Prior research has demonstrated that LUT is involved in the regulation of autophagy and exerts antitumor effects by modulating the PI3K/AKT pathway. Nevertheless, the efficacy of LUT against glioblastoma is hindered by its limited ability to traverse the blood-brain barrier. To tackle this challenge, WU et al have developed FA-modified NPs (FA-PEG-PCL) that enhance biocompatibility and facilitate the transportation of LUT across the blood-brain barrier, leading to its accumulation at the tumor site.¹⁴⁹ In the context of malignant cancers characterized by elevated levels of ROS, the utilization of ROS-responsive materials for drug delivery presents a promising approach for achieving controlled drug release.

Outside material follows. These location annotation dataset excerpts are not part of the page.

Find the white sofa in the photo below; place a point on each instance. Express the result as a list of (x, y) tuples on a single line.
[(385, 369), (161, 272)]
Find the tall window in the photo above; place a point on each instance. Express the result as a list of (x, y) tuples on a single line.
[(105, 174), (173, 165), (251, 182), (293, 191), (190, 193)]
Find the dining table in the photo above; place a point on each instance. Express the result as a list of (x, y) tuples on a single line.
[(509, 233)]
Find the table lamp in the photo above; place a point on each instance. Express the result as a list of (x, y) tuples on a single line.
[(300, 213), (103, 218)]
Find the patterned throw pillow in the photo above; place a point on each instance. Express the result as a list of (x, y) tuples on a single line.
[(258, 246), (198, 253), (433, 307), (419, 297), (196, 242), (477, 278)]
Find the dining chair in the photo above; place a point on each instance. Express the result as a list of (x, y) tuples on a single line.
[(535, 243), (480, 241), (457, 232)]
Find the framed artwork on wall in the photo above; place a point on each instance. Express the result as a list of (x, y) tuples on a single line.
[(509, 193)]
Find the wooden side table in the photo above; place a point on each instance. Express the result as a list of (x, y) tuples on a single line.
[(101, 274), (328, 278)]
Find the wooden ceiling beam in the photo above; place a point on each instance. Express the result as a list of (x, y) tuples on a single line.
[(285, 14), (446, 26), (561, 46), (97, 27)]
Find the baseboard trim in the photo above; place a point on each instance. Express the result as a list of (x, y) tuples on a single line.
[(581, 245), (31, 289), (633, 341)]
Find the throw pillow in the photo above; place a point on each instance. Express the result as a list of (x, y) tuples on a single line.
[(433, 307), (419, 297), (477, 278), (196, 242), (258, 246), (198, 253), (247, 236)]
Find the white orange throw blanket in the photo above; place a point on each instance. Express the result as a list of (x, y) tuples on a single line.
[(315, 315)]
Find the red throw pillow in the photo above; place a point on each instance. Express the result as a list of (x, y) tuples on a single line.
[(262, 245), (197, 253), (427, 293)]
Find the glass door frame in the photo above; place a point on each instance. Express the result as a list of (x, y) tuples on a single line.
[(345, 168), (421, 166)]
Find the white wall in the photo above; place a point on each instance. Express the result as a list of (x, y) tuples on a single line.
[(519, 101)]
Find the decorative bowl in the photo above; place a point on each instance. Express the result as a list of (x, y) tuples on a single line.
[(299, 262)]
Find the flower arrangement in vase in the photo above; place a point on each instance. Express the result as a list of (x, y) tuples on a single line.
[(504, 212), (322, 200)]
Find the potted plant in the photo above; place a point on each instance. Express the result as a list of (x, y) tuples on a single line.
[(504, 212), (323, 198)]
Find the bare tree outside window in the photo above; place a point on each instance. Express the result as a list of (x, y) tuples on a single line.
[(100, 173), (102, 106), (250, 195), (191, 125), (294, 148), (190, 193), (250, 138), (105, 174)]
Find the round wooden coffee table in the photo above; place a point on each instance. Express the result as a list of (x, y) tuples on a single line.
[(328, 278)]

FU et al developed ROS-responsive nanoparticles (NPs) utilizing Poly (propylene sulfide)-poly (ethylene glycol) (PPS-PEG) polymers specifically for the treatment of melanoma.¹⁷⁷ The LUT-PPS-PEG NPs exhibited a significant in vivo anti-cancer effect, as expected. Expanding on these findings, WANG et al further modified LUT-loaded NPs with tumor-targeting FA and ROS-responsive Oxi-αCD, resulting in a substantial improvement in the antitumor efficacy of LUTs.¹⁷⁸ However, there is currently a lack of direct evidence demonstrating the ability of LUT-loaded NPs to modulate autophagy in cancer cells. In light of this, further research is needed to examine the potential role of LUT-loaded anti-cancer NPs in regulating autophagy, which provides an intriguing area for future investigation.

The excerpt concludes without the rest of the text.